Early on in this new thriller from the creator of "A Nightmare on Elm Street," a teenager points out that the first "Nightmare" was fine, but "the rest sucked."
Is this Wes Craven's revenge on the people who directed the sequels he didn't make?
A few minutes later, a failed trivia quiz about "Friday the 13th" leads to a murder that puts a small California community on the alert.
"This is `Prom Night' revisited," suggests a horror-addicted video clerk. "If the police would watch `Prom Night,' they'd save a lot of time."
And so it goes in this movie-obsessed hall of mirrors, which, like the similarly self-involved "Wes Craven's New Nightmare" (1994), doesn't know when to stop with the jokes about other horror movies and settle down to tell a coherent story.
After a tense opening sequence in which Drew Barrymore is quickly dispatched in a manner reminiscent of Janet Leigh's abrupt departure from "Psycho," "Scream" focuses on another teen-in-peril heroine, Sidney Prescott (Neve Campbell), whose mother was mysteriously murdered the year before.
Sid has a boyfriend, Billy Loomis (played by Skeet Ulrich, who looks just like Johnny Depp, star of the first "Nightmare on Elm Street"), who tries to charm her into bed by pointing out that their R-rated relationship seemed to be heading toward NC-17, but "lately we're sort of edited for television."
One of her girlfriends discusses how to pause a tape for "All the Right Moves" at the moment when Tom Cruise's genitals are revealed.

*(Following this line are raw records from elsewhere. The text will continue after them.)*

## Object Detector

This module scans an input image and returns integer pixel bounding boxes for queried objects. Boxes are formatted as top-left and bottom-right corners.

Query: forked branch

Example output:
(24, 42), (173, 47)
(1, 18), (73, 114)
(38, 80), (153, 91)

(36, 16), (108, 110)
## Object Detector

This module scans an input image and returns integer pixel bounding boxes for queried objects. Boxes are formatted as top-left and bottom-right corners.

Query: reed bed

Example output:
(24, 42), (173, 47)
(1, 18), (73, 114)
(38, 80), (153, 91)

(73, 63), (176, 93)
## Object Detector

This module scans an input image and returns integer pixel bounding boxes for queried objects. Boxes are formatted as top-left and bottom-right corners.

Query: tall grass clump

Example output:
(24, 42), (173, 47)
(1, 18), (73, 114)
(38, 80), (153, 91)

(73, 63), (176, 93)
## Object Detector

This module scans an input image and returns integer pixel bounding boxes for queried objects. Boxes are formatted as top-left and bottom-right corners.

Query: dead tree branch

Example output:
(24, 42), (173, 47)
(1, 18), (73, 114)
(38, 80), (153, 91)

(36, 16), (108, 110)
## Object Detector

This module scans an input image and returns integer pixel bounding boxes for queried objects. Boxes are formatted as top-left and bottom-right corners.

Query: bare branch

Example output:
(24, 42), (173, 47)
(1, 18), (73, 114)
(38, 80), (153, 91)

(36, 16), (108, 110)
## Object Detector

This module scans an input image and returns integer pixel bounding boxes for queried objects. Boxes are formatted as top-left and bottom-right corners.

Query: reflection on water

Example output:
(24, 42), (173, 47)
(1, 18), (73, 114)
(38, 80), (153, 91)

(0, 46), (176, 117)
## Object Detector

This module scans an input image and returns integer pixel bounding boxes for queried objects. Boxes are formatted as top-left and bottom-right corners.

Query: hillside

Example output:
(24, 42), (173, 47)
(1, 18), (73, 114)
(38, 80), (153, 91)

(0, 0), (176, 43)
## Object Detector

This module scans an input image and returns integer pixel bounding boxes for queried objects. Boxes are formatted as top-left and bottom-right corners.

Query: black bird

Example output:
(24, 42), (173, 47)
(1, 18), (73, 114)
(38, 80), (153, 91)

Another is convinced of the truth of an endlessly recycled piece of gossip about Richard Gere's relationship with a gerbil: "You hear it so many times you have to believe it."
Tori Spelling comes in for a bit of verbal abuse and Jamie Lee Curtis' "scream queen" period is dissected - along with the apparently significant fact that she never exposed her breasts until she appeared in a mainstream comedy ("Trading Places").
Finally the heroine has to say it: "But this is life - it isn't a movie." Instantly she's given a wake-up call: "Yes it is, Sid, it's all one big movie."
Has there ever been a picture in which teenagers talked more about movies, celebrity careers, video obsessions and show-biz gossip? Could the phrase "Get a life" ever mean anything to these people?
Craven has a certain amount of malicious fun with his latest teen-scream epic, and so do most of the actors.
Courteney Cox has a field day playing the kind of television reporter who asks Sid, "So how does it feel to be almost brutally butchered?" David Arquette is goofily charming as a semi-naive deputy who's infatuated with Cox, and the Fonz himself, Henry Winkler, turns up as a high-school principal who's disgusted by the behavior of today's teenagers.
"Scream" certainly stands out as the multiplex novelty of this Christmas season. But the picture is so full of cross-references, self-mockery and movies within movies (including a stalking that's recorded on video) that it can't help turning into a precious two-hour in-joke.